The Lake of Dead Languages was actually quite a rich, detailed book, but it falls more toward the "good, mindless summer read" side of my scale than toward the "deep and meaningful" side. Basically this is a pseudo-ghost story disguising a mystery novel, which works really well, actually. Jane Hudson, recently divorced and with a small child, returns to her old boarding school as the Latin mistress. Once she's settled in, mysterious events that harken back to her own, troubled past at the school begin to occur with startling frequency. The plot moves along at a nice pace, if a little slower than is usual for this sort of book, and the cast of characters was well fleshed out. I found myself wondering once or twice why no one had made the book into a movie yet, since it seems like the sort of thing Hollywood would love to turn into suspense/horror.

I did have a few problems with the book, though, most of which center around what might be a deliberate flaw in Jane's character on the part of the author. Jane is too trusting and doesn't question the things people tell her, or her initial assumptions. This means that there are several times throughout the novel where I was shaking the book, trying to knock some sense into Jane, to get her to realize what had or was really about to happen. There were a few blatantly obvious plot points that I expected or suspected from the first few chapters of the book--one of which, the relationship between Matt and Lucy, any self-respecting V. C. Andrews fan would have caught in a matter of pages of their first introduction--and a few ham-handed attempts to let the reader know something Jane hasn't figured out yet that really just make you want to smack Jane for being obtuse.

But it was an easy, relaxing read, particularly nice after having finished the much heavier, more emotionally charged novel, The Book Thief, and I do feel like it's one I might recommend at some point as being a well-written if predictable book.

This is one of the best, if not the best, of all the thrillers I've read!
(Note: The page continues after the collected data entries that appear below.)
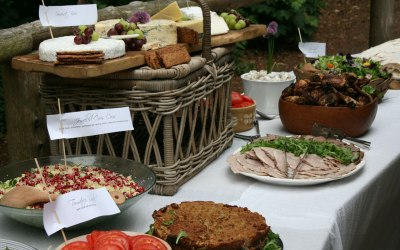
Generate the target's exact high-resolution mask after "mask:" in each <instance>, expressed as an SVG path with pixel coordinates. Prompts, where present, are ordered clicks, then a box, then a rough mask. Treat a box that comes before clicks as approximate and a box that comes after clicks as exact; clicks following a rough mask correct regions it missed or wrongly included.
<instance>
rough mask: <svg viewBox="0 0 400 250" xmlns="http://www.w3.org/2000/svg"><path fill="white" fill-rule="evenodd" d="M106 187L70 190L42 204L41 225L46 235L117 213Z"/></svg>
mask: <svg viewBox="0 0 400 250" xmlns="http://www.w3.org/2000/svg"><path fill="white" fill-rule="evenodd" d="M119 212H120V210H119V208H118V206H117V205H116V204H115V202H114V200H113V199H112V197H111V195H110V194H109V193H108V191H107V189H106V188H98V189H83V190H77V191H72V192H69V193H66V194H63V195H60V196H58V197H57V200H56V201H54V202H50V203H46V204H44V208H43V225H44V228H45V230H46V233H47V235H51V234H53V233H55V232H57V231H59V230H61V229H62V228H64V227H71V226H74V225H77V224H79V223H82V222H85V221H89V220H91V219H94V218H96V217H99V216H104V215H112V214H117V213H119Z"/></svg>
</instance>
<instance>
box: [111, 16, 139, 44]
mask: <svg viewBox="0 0 400 250" xmlns="http://www.w3.org/2000/svg"><path fill="white" fill-rule="evenodd" d="M133 34H138V36H137V37H136V38H125V39H123V41H124V42H125V50H126V51H129V50H140V49H141V48H142V46H143V44H145V43H146V38H145V36H144V34H143V31H141V30H140V29H139V27H138V26H137V25H136V23H134V22H128V21H126V20H124V19H122V18H121V19H120V20H119V22H118V23H116V24H115V25H114V28H111V29H110V30H109V31H108V32H107V36H109V37H110V36H116V35H133Z"/></svg>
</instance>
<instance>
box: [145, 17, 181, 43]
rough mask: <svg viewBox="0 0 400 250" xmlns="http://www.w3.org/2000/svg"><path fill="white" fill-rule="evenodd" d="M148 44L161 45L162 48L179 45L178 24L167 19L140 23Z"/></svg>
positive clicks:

This book managed to be somehow both enthralling and boring. I would find myself fascinated but also so very bored and ready to fall asleep while reading! The twists and turns- of which there were many- kept things exciting, but I can't say any of them were huge shocks as I had figured them out long before Jane Hudson. And after nearly 400 pages all the drama was wrapped up with little explanation as to why Candace would murder three innocent teenagers other than "her childhood was bad and she blamed you." And also why Lucy is such a psychopath! Having sex with her brother, hiding a pregnancy, possibly murdering and then concealing a baby, murdering her best friend, then drowning herself when her brother is mad she killed their incest baby (ok yes- they aren't even related BUT STILL)?! I did enjoy the novel for the most part, and it did keep me engaged enough that I wanted to finish the novel and find out the truth. But this book could have used a heavy dose of editing.
adventurous dark emotional mysterious tense medium-paced

Similar in many ways to The Secret History (dead language students/scholars, school setting, murder amongst students, etc.), Goodman’s debut was suspenseful and complex in plot but also a little predictable. I had a pretty good hunch almost before half the story was over of who the "killer" was (and it was initially written as suicides in the plot to confuse the reader)...but the story more than made up for any predictability. She did a great job of going back and forth in time and revealing information piece by piece.

I had read another one of her books before this and really liked the book. In fact, I haven't read one of hers that I don't like yet. For me, Carol Goodman tells a really great suspense tale. She opulls me in and I don't usually want to put her books down. this one was wonderfully eerie and gripping.

I really liked this book, though it was disappointingly easy to see all of the plot twists coming. This didn't rip off The Secret History, it was more inspired by it and took on similar themes and plot devices. I would re-read it, and I would definitely recommend it to a friend.